LONDON Global growth in
apparent steel use has been revised downward to 2.9 percent for
this year, the World Steel Association (WorldSteel) said in an
April 11 report.
This would result in the use of
1.454 billion tonnes of steel this year, down slightly from
WorldSteels October forecast of 3.2-percent growth for
2013 to 1.455 billion tonnes.
Declining expectations in Europe
contributed to the slight fall.
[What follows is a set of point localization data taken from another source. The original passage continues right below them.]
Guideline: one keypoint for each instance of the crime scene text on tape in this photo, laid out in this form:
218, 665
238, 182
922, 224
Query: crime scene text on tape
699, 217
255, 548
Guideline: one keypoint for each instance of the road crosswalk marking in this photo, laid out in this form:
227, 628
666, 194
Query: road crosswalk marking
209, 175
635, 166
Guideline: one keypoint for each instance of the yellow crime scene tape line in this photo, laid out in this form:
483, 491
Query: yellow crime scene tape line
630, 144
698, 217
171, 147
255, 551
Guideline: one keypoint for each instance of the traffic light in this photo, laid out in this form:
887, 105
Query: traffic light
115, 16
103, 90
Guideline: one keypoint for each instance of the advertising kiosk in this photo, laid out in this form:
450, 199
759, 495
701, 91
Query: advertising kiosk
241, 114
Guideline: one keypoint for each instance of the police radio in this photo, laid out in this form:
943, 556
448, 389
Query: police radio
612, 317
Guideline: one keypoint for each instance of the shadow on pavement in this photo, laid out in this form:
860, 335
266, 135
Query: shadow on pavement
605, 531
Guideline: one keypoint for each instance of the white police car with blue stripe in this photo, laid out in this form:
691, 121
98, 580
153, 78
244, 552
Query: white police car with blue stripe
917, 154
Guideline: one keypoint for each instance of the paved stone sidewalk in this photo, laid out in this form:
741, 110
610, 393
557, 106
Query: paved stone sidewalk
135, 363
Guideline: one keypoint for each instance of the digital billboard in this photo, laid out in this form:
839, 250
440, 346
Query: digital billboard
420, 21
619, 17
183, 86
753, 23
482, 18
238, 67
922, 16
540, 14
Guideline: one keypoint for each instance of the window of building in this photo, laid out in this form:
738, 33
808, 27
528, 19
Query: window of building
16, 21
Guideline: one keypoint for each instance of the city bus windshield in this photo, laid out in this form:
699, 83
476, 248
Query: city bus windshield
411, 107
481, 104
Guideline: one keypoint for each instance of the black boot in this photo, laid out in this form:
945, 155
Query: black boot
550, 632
Apparent steel use in Europe is
now expected to contract by 0.5 percent over the course of 2013
to 139 million tonnes, in contrast to a prior forecast for 2013
growth of 2.4 percent to 148 million tonnes.
But this is almost entirely
offset by higher growth forecasts in such regions as the Middle
East-North Africa (Mena) and the so-called Bric nations
(Brazil, Russia, India, China).
Chinas apparent steel use
is now seen growing 3.5 percent to 669 million tonnes for 2013,
up slightly from the prior forecast of 3.1-percent growth to
640 million tonnes.
But Chinese growth is seen
slowing in the next few years, as the number of coastal Chinese
infrastructure projects "level off," WorldSteel director
general Edwin Basson said.
The coastal regions of China are
home to the majority of the countrys population.
Global steel use for 2014 is
forecast to grow 3.2 percent to 1.5 billion tonnes,
Brussels-based WorldSteel said.
"We now expect a recovery in
global steel demand to kick in by the second half (of 2013),
led by the emerging economies," Hans Jürgen Kerkhoff,
chairman of WorldSteels economics committee, said.